Wielandt: Dass die Planning Grants generell ein sinnvolles Förderinstrument sind, merken wir an den Rückmeldungen der Wissenschaftlerinnen und Wissenschaftler. Selbst wenn sie in der zweiten Stufe nicht erfolgreich sein sollten, bringt ihnen bereits das Durchlaufen der Findungsphase sehr viel, berichten sie uns. Wir haben solche Vorbereitungsphasen jetzt auch in anderen Initiativen eingerichtet, bei "Kurswechsel – Forschungsneuland zwischen den Lebenswissenschaften und Natur- oder Technikwissenschaften" beispielsweise.
Welche Projekte haben die Chance auf eine Förderung in der KI-Initiative?

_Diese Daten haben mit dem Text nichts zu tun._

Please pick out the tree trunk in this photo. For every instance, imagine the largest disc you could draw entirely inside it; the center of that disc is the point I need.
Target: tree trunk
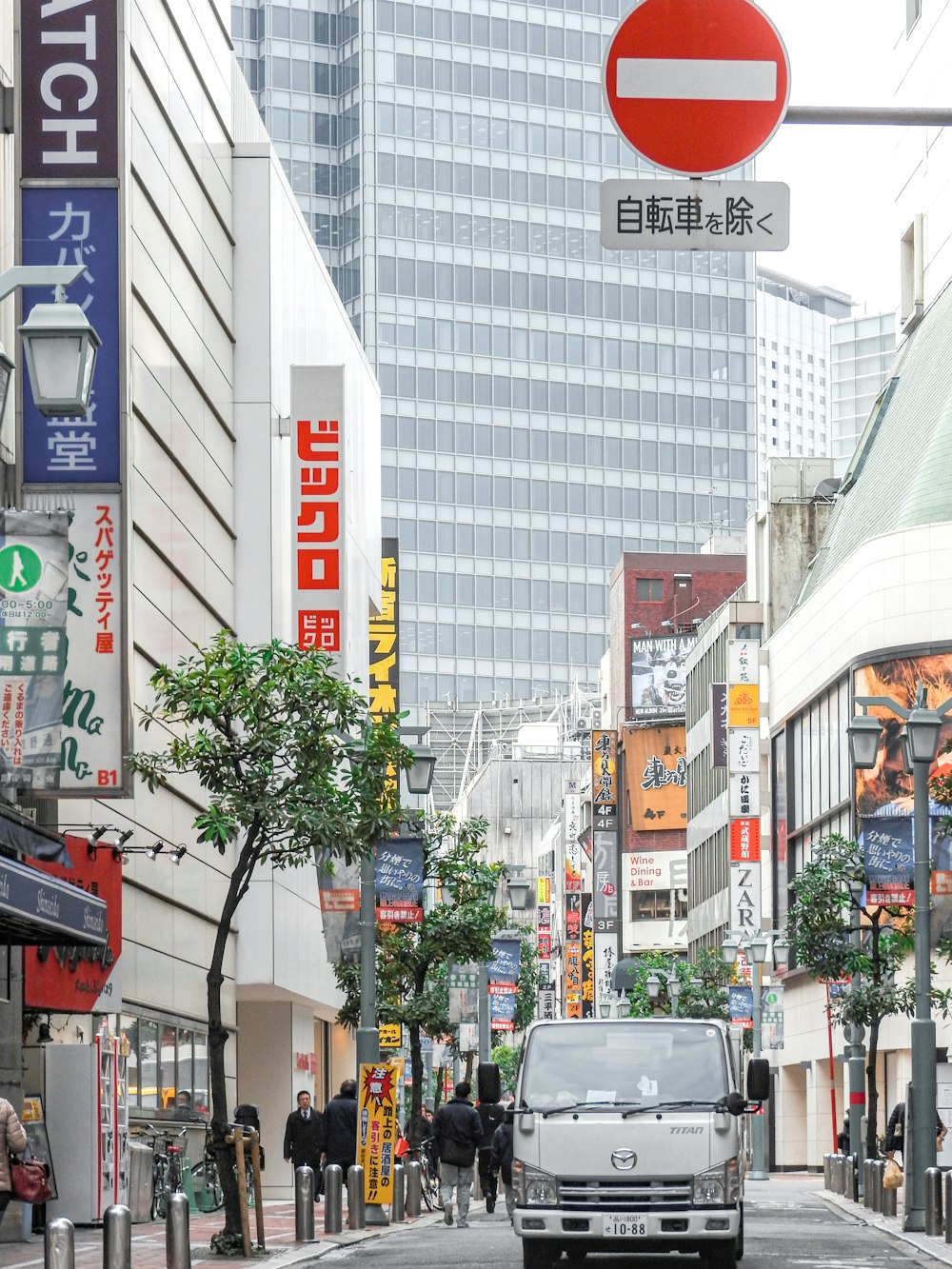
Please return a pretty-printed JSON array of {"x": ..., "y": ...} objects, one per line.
[
  {"x": 415, "y": 1089},
  {"x": 228, "y": 1241},
  {"x": 872, "y": 1097}
]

Wielandt: Wir suchen explizit nach risikoreichen Projekten und sind durchaus bereit, Anträge entgegen zu nehmen, bei denen der Outcome einfach noch nicht klar ist. Projekte, die sehr visionär sind und echte Zukunftsszenarien aufbauen. Sehr wichtig ist uns auch, dass internationale Kollaborationen entstehen und sich die deutsche Wissenschaft hier international aufstellt. Im Fokus der Begutachtung steht unter anderem: Wie ist das Team aufgestellt? Ist das Thema wirklich innovativ und relevant? Welchen Mehrwert bringt die interdisziplinären Zusammenarbeit, gibt es Potential für neue methodische Ansätze und welche Kommunikation der Ergebnisse in die Öffentlichkeit plant das Antragsteam?

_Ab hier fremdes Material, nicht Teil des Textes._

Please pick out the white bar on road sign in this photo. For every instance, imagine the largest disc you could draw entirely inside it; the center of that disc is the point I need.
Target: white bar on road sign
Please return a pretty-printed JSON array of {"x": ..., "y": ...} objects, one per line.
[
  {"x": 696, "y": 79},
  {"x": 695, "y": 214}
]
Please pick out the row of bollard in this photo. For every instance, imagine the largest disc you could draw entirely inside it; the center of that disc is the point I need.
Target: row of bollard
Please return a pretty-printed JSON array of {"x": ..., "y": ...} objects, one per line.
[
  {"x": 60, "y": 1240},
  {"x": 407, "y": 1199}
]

Wie läuft das Antragsverfahren für die Full Grants und die Planning Grants genau ab?
Wielandt: Alle wichtigen Informationen zur Initiative enthalten die "Informationen zur Antragsstellung" (PDF) (PDF, 134 KB). Bei den Planning Grants prüfen wir hausintern, ob der Antrag den Richtlinien des Programms entspricht. Anschließend beurteilt das Gutachtergremium in sogenannten "Quick Assesments" jeden Antrag. Bei den Full Grants prüfen wir die eingereichten Skizzen intern im Haus und starten dann die Begutachtung. Dann gibt es einen Vorschlag aus dem Gutachtergremium, wer zur Vollantragstellung eingeladen wird. Einen guten Überblick zu den zeitlichen Abläufen und den einzelnen Schritten gibt unsere Infografik zum Antrags- und Auswahlverfahren.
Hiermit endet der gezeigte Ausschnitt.